The wounds healed with no issues. Nasal obstruction decreased, and sleep quality improved significantly. The patient still needed to open her mouth while sleeping, but no longer woke up as she did before the surgery. The velopharyngeal function was maintained, and there was no symptom of nasopharyngeal insufficiency. The patient reported a slight numbness of the upper lip and tended to bite a part of the flaps until 6 months after the surgery, but this did not adversely affect the flaps. The CT and nasoendoscopic view showed maintained nasopharyngeal patency 1 year after the operation (Fig. 4). We did not perform the pedicle excision because there was no request from the patient. The nasopharyngeal space has remained open even 2.5 years after the operation.
This is the first report of NPS following chemotherapy for malignant lymphoma. Some articles have reported total posterior nasal stenosis as a result of chemoradiation for nasopharyngeal cancer.6,7 Treatments for these cases have mainly consisted of the removal of the posterior inferior turbinates and posterior septum using a microdebrider or CO2 laser. In these cases, the area of stenosis was surrounded by a bony structure. Therefore, the recurrence of stenosis was hardly admitted even after simply shaving the stenosis, but in our case, stenosis was surrounded only by soft tissue; so the area easily contracted soon after 2 primary operations.
Additionally, NPS involving the soft palate after tonsillectomy and/or adenoidectomy has been reported.1,2 Local pharyngeal and soft palatal flaps are quoted in the literature as they are easy to use and faster to rise, with minimal donor-site morbidity. Unfortunately, these local flaps could not be considered as an option because the flap size was small and the patient had extensive scarring around the stenosis. We chose the FAMM flaps because the flap tissue was intact, the blood supply was stable, and the features of the flaps had great merit to retract the nasopharyngeal space bilaterally. This retracting force helped in preventing the recurrence of contracture.

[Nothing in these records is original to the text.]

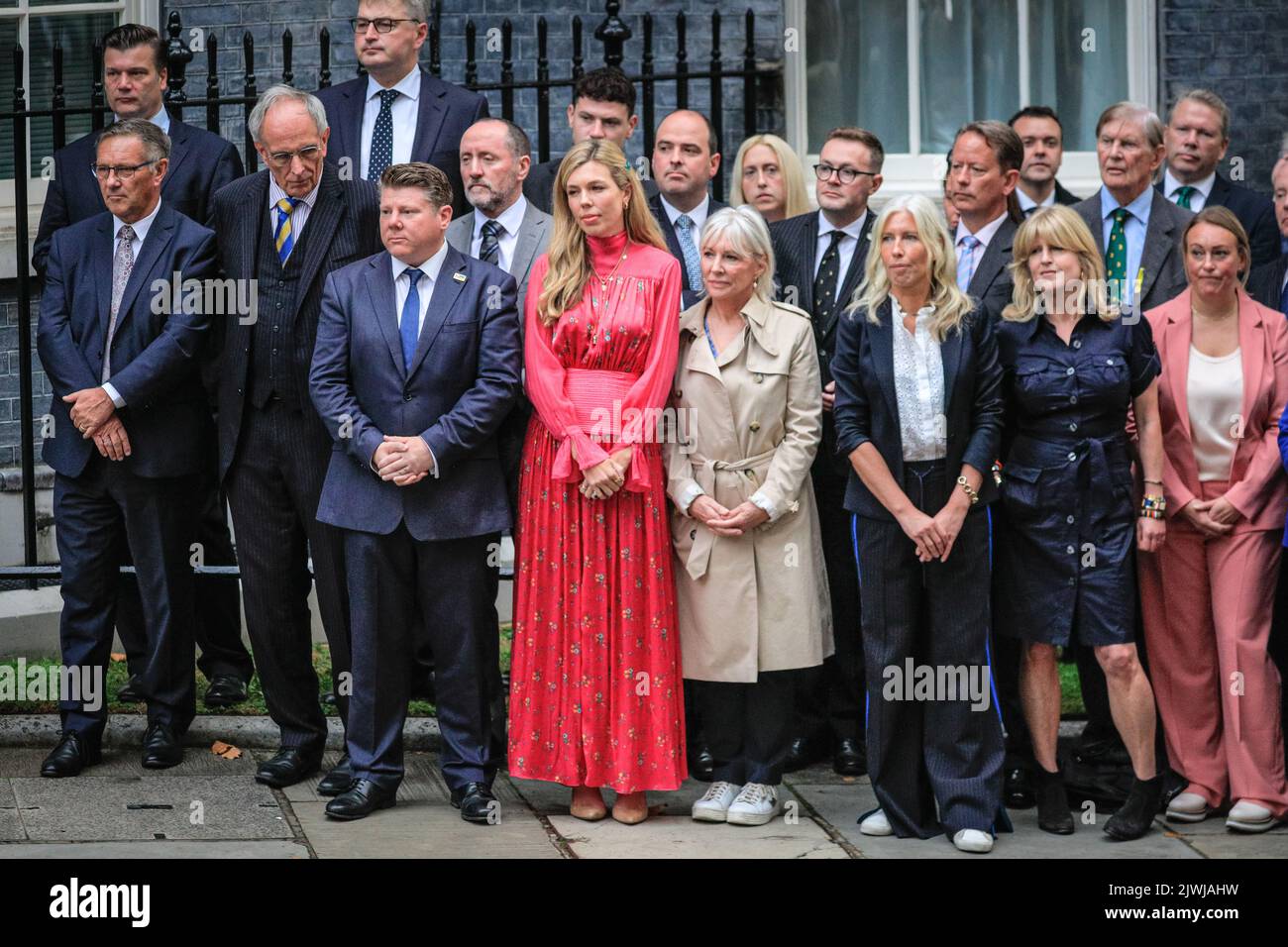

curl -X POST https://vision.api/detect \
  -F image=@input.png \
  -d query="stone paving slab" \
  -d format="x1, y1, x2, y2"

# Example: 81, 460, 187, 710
10, 775, 293, 841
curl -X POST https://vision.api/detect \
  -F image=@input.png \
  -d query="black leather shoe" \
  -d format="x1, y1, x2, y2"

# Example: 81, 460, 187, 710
452, 783, 501, 824
1033, 766, 1074, 835
326, 780, 398, 822
783, 737, 827, 773
205, 674, 250, 707
832, 737, 868, 776
116, 674, 143, 703
255, 746, 322, 789
1105, 775, 1163, 841
143, 720, 183, 770
1002, 767, 1037, 809
690, 743, 716, 783
317, 754, 353, 796
40, 730, 103, 780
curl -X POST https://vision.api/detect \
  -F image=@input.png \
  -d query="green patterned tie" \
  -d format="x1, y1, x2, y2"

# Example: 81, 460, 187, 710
1105, 207, 1130, 303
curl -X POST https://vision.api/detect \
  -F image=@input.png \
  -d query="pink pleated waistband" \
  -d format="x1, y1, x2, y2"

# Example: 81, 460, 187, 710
564, 368, 639, 434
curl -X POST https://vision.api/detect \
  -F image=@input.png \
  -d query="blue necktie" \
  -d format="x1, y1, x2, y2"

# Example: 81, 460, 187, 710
398, 268, 425, 372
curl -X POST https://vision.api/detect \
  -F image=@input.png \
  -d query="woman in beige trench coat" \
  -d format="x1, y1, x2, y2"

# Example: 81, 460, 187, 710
667, 207, 832, 824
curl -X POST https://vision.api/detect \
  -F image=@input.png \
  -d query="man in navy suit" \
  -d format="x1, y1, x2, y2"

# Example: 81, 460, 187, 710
1158, 89, 1279, 266
36, 119, 216, 777
318, 0, 488, 214
309, 162, 522, 822
31, 23, 255, 707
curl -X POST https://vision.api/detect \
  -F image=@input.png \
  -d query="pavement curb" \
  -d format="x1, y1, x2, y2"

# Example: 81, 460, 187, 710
0, 714, 442, 751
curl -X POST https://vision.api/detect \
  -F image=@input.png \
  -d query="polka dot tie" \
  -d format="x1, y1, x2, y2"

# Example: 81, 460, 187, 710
368, 89, 399, 181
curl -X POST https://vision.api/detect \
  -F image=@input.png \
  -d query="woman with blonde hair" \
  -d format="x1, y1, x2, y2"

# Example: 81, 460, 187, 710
996, 206, 1167, 841
509, 139, 686, 823
729, 134, 810, 223
832, 194, 1010, 853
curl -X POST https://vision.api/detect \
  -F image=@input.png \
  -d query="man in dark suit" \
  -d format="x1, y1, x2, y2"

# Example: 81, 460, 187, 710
214, 85, 380, 795
648, 110, 729, 309
36, 119, 215, 777
318, 0, 488, 214
1008, 106, 1078, 217
1158, 89, 1279, 266
769, 128, 885, 776
309, 163, 522, 822
31, 23, 255, 707
523, 65, 657, 214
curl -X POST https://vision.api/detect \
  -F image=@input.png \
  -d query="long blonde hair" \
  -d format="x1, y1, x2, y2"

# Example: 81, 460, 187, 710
729, 134, 810, 218
847, 194, 975, 342
1002, 204, 1118, 322
537, 139, 666, 326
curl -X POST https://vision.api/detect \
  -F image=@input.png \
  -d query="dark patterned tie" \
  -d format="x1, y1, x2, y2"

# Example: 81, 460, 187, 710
814, 231, 845, 322
480, 220, 501, 266
368, 89, 400, 180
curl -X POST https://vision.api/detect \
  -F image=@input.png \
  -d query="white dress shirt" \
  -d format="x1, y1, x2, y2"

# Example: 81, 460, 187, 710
814, 210, 868, 284
890, 295, 948, 460
1163, 168, 1216, 214
360, 65, 420, 180
471, 192, 528, 273
103, 199, 164, 407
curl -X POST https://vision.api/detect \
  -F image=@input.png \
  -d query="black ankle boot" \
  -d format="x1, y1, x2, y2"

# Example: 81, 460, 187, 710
1033, 764, 1073, 835
1105, 775, 1163, 841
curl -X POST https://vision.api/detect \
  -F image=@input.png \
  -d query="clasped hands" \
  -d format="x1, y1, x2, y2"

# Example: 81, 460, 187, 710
63, 386, 130, 460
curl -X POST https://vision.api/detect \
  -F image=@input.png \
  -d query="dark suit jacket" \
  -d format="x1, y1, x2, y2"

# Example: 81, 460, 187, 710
31, 119, 242, 273
213, 164, 380, 479
309, 248, 523, 541
523, 155, 657, 214
832, 299, 1002, 520
648, 193, 729, 312
1248, 254, 1288, 309
769, 209, 876, 476
1073, 189, 1194, 313
317, 65, 488, 214
36, 202, 218, 476
1154, 171, 1279, 267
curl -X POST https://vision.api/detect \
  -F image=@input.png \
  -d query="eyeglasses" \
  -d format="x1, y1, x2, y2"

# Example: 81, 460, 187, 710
268, 145, 322, 167
349, 17, 420, 34
814, 164, 877, 184
89, 158, 161, 180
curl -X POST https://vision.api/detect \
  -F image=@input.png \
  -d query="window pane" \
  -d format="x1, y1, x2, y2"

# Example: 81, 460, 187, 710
805, 0, 910, 152
1029, 0, 1128, 151
27, 13, 116, 175
919, 0, 1020, 155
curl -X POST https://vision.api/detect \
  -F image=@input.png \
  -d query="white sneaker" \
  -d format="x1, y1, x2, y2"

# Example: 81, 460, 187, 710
725, 783, 783, 826
1225, 798, 1278, 832
693, 783, 738, 822
1167, 792, 1212, 822
953, 828, 993, 854
859, 809, 894, 835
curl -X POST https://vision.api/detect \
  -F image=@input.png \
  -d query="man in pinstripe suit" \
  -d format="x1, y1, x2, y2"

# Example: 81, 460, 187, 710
214, 85, 380, 795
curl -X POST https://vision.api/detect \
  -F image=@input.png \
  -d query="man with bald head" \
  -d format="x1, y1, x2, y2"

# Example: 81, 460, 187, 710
648, 108, 728, 309
214, 85, 380, 795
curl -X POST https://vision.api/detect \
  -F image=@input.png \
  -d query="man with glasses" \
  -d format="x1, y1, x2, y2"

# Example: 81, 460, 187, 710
31, 23, 255, 707
769, 126, 885, 776
317, 0, 488, 214
214, 85, 380, 795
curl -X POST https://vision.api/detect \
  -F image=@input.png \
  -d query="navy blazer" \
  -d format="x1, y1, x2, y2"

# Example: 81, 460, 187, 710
832, 299, 1002, 519
31, 119, 242, 274
36, 202, 216, 476
316, 65, 488, 217
309, 246, 523, 541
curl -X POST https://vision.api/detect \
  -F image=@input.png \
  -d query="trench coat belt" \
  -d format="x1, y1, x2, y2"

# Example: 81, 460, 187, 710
684, 449, 776, 579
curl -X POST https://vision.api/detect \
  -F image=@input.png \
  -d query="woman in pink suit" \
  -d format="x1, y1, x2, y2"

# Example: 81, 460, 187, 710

The use of the buccal musculomucosal flap was first reported in 1987,8 and the FAMM flap technique was developed by Pribaz in 1992.9 FAMM flaps are raised based on the location of the facial artery, and the facial artery is usually located within 20 mm from the labial commissure.10 The flaps contain the mucosa, submucosa, little buccinator muscle, and deeper plane of the orbicularis oris muscle. The flap can be 8–9 cm long and 1.5–2 cm wide to enable primary closure.9 In this case, the length of the flaps was set to 5 cm as it could pull the stenotic space bilaterally.
Herein, we tried various methods, including incision, stenting, local flap, and mucous membrane transplantation, but the NPS recurred. We believe that the bilateral FAMM flap should not be used as the first option, but instead, it is a suitable method to rescue an intractable case. We did not have to leave the stent in after surgery because there was enough healthy tissue and contracture was prevented by bilateral retraction by flaps.
This study is the first to report a case of NPS caused by chemotherapy for malignant lymphoma. Successful surgical treatment of this severe complication was accomplished using bilateral FAMM flaps, which resolved the stenosis and prevented its recurrence.